Fortune magazine reports that working fathers are increasingly the subject of microaggressions at work, something that traditionally only happened to working moms. The article notes that, while these microaggressions often come from older, male bosses, they also come from “women leaders who waded through waves of misogyny to advance in their careers.”

Generational Views of Feminism

Fortune magazine wrote an article based on a study by King’s College London’s Policy Institute and Global Institute for Women’s Leadership, in partnership with Ipsos U.K., that found that Gen Z men are more likely than Baby Boomers to believe that feminism does more harm than good. The study’s authors believe the reason to be that “young men—who are witnessing the push to pull women up the ranks—are worrying about their own future careers.” Around 20% of Gen Z men think it’ll be “much harder” to be a man than a woman in 20 years’ time. In comparison, for men over 60 years old, this drops to just 9%.

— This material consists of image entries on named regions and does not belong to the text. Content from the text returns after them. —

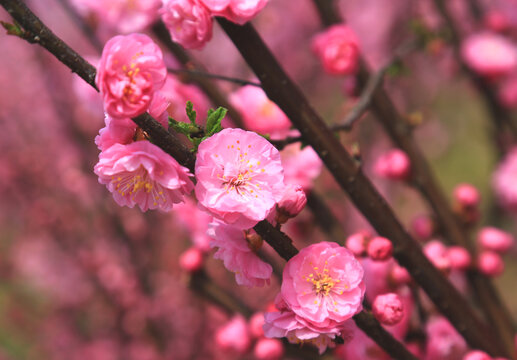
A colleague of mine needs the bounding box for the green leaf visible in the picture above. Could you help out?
[205,107,228,137]
[185,101,197,125]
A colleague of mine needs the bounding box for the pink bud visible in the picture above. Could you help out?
[180,247,203,272]
[478,251,504,276]
[368,236,393,261]
[248,312,264,338]
[375,149,411,180]
[411,215,434,240]
[447,246,471,270]
[345,230,371,256]
[253,338,284,360]
[453,184,481,207]
[477,227,514,253]
[276,185,307,224]
[215,315,251,355]
[463,350,492,360]
[372,293,404,325]
[391,265,411,285]
[424,240,451,272]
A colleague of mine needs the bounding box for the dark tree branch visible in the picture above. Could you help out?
[167,68,262,87]
[218,18,506,355]
[153,21,244,128]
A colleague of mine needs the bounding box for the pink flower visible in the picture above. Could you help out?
[375,149,411,180]
[253,339,284,360]
[215,315,251,355]
[196,129,286,229]
[372,293,404,325]
[477,226,515,253]
[200,0,268,25]
[453,184,481,207]
[478,251,504,277]
[268,185,307,224]
[72,0,161,34]
[280,144,323,191]
[463,350,493,360]
[230,85,291,139]
[94,141,194,211]
[367,236,393,261]
[492,147,517,211]
[208,220,273,287]
[281,242,365,327]
[95,34,167,118]
[461,32,517,77]
[312,24,359,75]
[161,0,212,49]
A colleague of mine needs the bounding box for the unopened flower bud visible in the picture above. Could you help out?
[477,227,514,253]
[447,246,471,270]
[463,350,493,360]
[453,184,481,207]
[367,236,393,261]
[180,247,203,272]
[375,149,411,180]
[478,251,504,277]
[253,338,284,360]
[372,293,404,325]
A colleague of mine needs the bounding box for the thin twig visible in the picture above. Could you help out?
[217,18,507,355]
[167,67,262,87]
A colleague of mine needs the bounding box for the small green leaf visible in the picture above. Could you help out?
[185,101,197,125]
[206,107,228,136]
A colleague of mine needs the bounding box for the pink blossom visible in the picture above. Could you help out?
[477,226,515,253]
[478,251,504,277]
[249,312,264,338]
[372,293,404,325]
[424,316,467,360]
[463,350,493,360]
[312,24,359,75]
[492,147,517,211]
[72,0,161,34]
[230,85,291,139]
[215,315,251,355]
[280,144,323,191]
[447,246,471,270]
[375,149,411,180]
[208,220,273,287]
[200,0,268,25]
[196,129,286,229]
[94,141,194,211]
[453,184,481,207]
[180,247,203,272]
[461,32,517,77]
[367,236,393,261]
[281,242,365,327]
[253,339,284,360]
[424,240,451,272]
[160,0,212,49]
[95,34,167,118]
[345,230,372,256]
[268,185,307,224]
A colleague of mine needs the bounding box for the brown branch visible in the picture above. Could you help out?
[153,21,244,128]
[167,67,262,87]
[314,0,515,354]
[218,18,506,355]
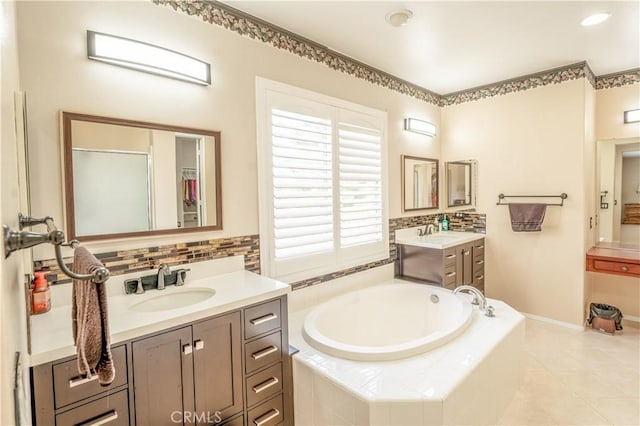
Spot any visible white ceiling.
[225,0,640,94]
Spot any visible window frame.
[256,77,389,282]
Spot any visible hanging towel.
[509,203,547,232]
[71,247,115,386]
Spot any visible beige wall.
[589,84,640,321]
[596,84,640,140]
[0,1,29,425]
[442,80,588,324]
[18,1,440,258]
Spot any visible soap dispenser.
[31,272,51,315]
[442,215,449,231]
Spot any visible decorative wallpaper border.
[152,0,640,107]
[440,62,595,107]
[33,235,260,284]
[152,0,440,105]
[596,68,640,90]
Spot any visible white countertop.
[30,270,290,366]
[395,230,486,249]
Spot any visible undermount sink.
[396,230,484,249]
[129,288,216,312]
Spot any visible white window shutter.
[271,108,333,260]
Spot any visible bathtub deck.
[289,292,525,425]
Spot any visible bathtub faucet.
[453,285,487,311]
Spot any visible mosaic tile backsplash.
[33,212,486,290]
[33,235,260,284]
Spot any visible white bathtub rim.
[302,280,474,361]
[289,296,525,403]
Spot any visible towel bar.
[496,192,569,207]
[2,213,109,283]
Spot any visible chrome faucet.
[453,285,493,317]
[418,223,436,237]
[158,263,171,290]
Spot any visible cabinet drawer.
[442,247,458,268]
[473,258,484,277]
[244,299,282,339]
[56,389,129,426]
[247,395,284,426]
[53,345,127,408]
[473,238,484,258]
[473,272,484,293]
[247,363,282,407]
[593,260,640,275]
[222,416,244,426]
[442,264,458,288]
[244,331,282,373]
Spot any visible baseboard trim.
[521,312,584,331]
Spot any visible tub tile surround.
[289,280,524,425]
[33,212,486,290]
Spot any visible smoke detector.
[385,9,413,27]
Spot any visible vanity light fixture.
[404,118,436,137]
[580,12,611,27]
[624,109,640,123]
[87,31,211,86]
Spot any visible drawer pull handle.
[78,410,118,426]
[251,345,278,361]
[253,408,280,426]
[249,312,278,325]
[253,377,280,393]
[69,374,98,388]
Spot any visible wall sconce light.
[87,31,211,86]
[624,109,640,123]
[404,118,436,137]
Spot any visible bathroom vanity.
[31,271,292,426]
[396,232,485,292]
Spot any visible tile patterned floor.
[499,319,640,426]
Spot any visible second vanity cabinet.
[398,238,484,292]
[31,296,292,426]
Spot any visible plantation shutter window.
[256,79,389,282]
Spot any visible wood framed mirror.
[401,155,440,211]
[62,112,222,241]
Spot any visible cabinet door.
[193,312,242,421]
[132,327,194,426]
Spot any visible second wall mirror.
[401,155,439,211]
[62,112,222,241]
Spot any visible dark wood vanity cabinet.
[398,238,484,292]
[132,312,243,425]
[31,296,293,426]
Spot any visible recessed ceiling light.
[580,12,611,27]
[385,9,413,27]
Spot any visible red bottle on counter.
[31,272,51,315]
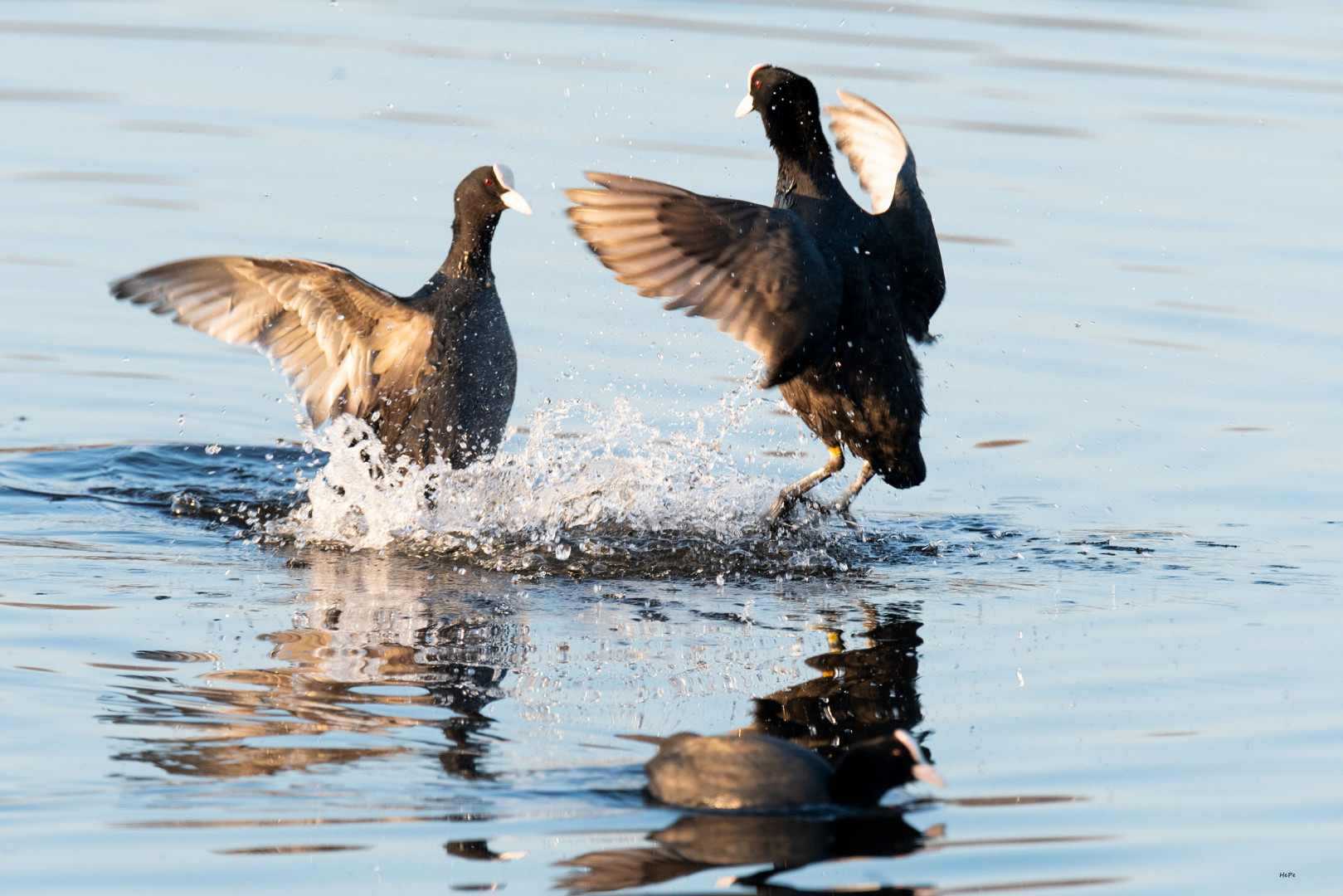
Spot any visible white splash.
[271,386,805,568]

In an echo of the Claudia Goldin research we discussed last week in the R&T issue, the article concludes by quoting Susan Faludi’s book Backlash: The Undeclared War Against American Women, which points out that a backlash against women’s rights is “a recurring phenomenon” that “returns every time women begin to make some headway towards equality.”

Uptick in Sexual Harassment Complaints Against Federal Judges

Law360 published an article noting an uptick in sexual harassment complaints by federal judges. In the 12-month period ending September 30, 2023, there were six complaints. Two were from the Second Circuit, two from the Fourth Circuit, and one each from the Fifth and Ninth Circuits. Both of the Fourth Circuit complaints have been dismissed. There were also 37 accusations of retaliation for participating in the complaint process, which, as the article notes, likely contributes to the low complaint rates in the first instance.

Questions About the “Independent” Investigations into Sexual Abuse and Harassment

Mother Jones did an extensive article on the big business of “independent” investigations into sexual abuse and harassment, and whether survivors can trust the results of such investigations. You’ve all seen these: bad behavior happens in Corporate America, and so the company hires a prestigious law firm to do an investigation of the wrongdoing. They’re a big like the Congressional panels convened after tragedies or scandals, although independent investigations done for corporations are far more profitable. As Mother Jones observes, for many reasons explained in the article, “it is difficult to distinguish bona fida efforts from cynical exercises in liability management.”

Magic Mushrooms, Anyone?

The WSJ Magazine published an article stating that moms in high-powered jobs have found psilocybin (psychedelics known as magic mushrooms) to help them with performance and energy. Women interviewed for the article described it as “the new glass of wine” for executive women.